El Rama, sábado 3 de abril de 1982.

Isabela comenzó a participar, de manera activa, en la vida de El Rama, sin olvidar su compromiso con la lucha social. Solicitó formar parte de las expediciones sandinistas que periódicamente se adentraban en la selva con el propósito de visitar los poblados indígenas. Los ingenieros agrónomos, llegados de Managua, asesoraban a los oriundos de qué modo podían mejorar el rendimiento de las pobres cosechas. Los maestros alfabetizaban. Los funcionarios del gobierno explicaban los microcréditos. Isabela vacunaba a los niños del poblado y daba charlas a las madres.
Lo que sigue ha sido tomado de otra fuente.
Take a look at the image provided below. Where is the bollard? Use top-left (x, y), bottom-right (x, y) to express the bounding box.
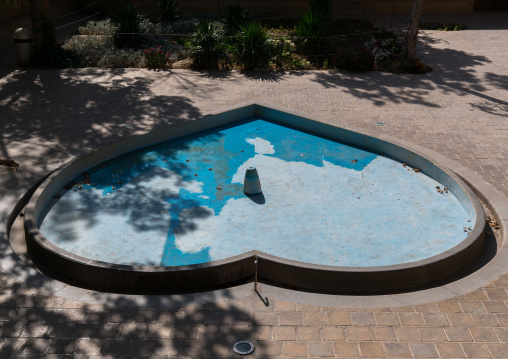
top-left (13, 27), bottom-right (34, 64)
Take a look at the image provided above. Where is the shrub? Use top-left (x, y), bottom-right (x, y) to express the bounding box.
top-left (62, 35), bottom-right (145, 67)
top-left (187, 21), bottom-right (230, 68)
top-left (272, 38), bottom-right (310, 70)
top-left (78, 19), bottom-right (118, 36)
top-left (420, 21), bottom-right (469, 31)
top-left (159, 0), bottom-right (180, 22)
top-left (143, 46), bottom-right (171, 70)
top-left (234, 22), bottom-right (272, 69)
top-left (365, 31), bottom-right (406, 63)
top-left (295, 0), bottom-right (332, 55)
top-left (113, 1), bottom-right (142, 47)
top-left (221, 3), bottom-right (252, 35)
top-left (333, 44), bottom-right (374, 71)
top-left (308, 0), bottom-right (333, 22)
Árboles, millones de árboles, masas descomunales elevándose hacia el cielo. Tras dos días de andadura, llegaron a un claro de selva. Varias chozas de tejado de palma presentaban tablones desajustados,  el viento húmedo se colaba en las humildes viviendas, suelos de tierra batida zigzagueaban a ambos lados de una calle embarrada en la que perros famélicos deambulaban erráticamente entre basuras. En el interior de las chozas, ningún mueble, apenas, en un rincón, la cama donde dormía la familia entera: el padre, la madre y una caterva de críos con el habitual vientre hinchado. Padecían altas fiebres, tuberculosis, bronquitis, gastroenteritis. Miseria absoluta. Cuando terminó de vacunarles, darles recomendaciones higiénicas y prescribirles todos los medicamentos que consideró oportunos, que fueron muchos, Isabela se sentó sobre la mochila en la que transportaba el instrumental sanitario y la farmacopea, de pronto, se encontró rodeada de niños y de mayores que no tenían el menor interés en los ingenieros agrónomos, en los maestros o en los funcionarios del gobierno que los observaban impasibles desde la lejanía con la tranquilidad del deber cumplido. Panchita, una vieja de treinta y seis años, de mirada triste marcada por el sufrimiento, tomó la palabra. Se quejó de dolor de cabeza; ese dolor de cabeza que era parte de ella. Explicó sin levantar la voz, como si rezara:

—Los contrarrevolucionarios entraron en nuestra aldea y nos mantuvieron, durante casi once meses, en auténtica esclavitud. Nos obligaron a sembrar comida y a trabajar para ellos. Las mujeres, incluidas las niñas, fuimos violadas. Cada día pasábamos de uno a otro. Cuando el ejército logró liberarnos, los ancianos, los muchachos, las mujeres y los niños, estábamos enfermitos de tuberculosis. Nosotras, repletas de enfermedades venéreas.

No lloró, ni cuando habló de sus hijos muertos por la tuberculosis. Tampoco, cuando relató que su marido había sido asesinado delante de toda la familia. Todos asintieron. Isabela la besó. Lloró abrazada a la mujer, hasta que vinieron a buscarla para iniciar el camino de regreso a la civilización.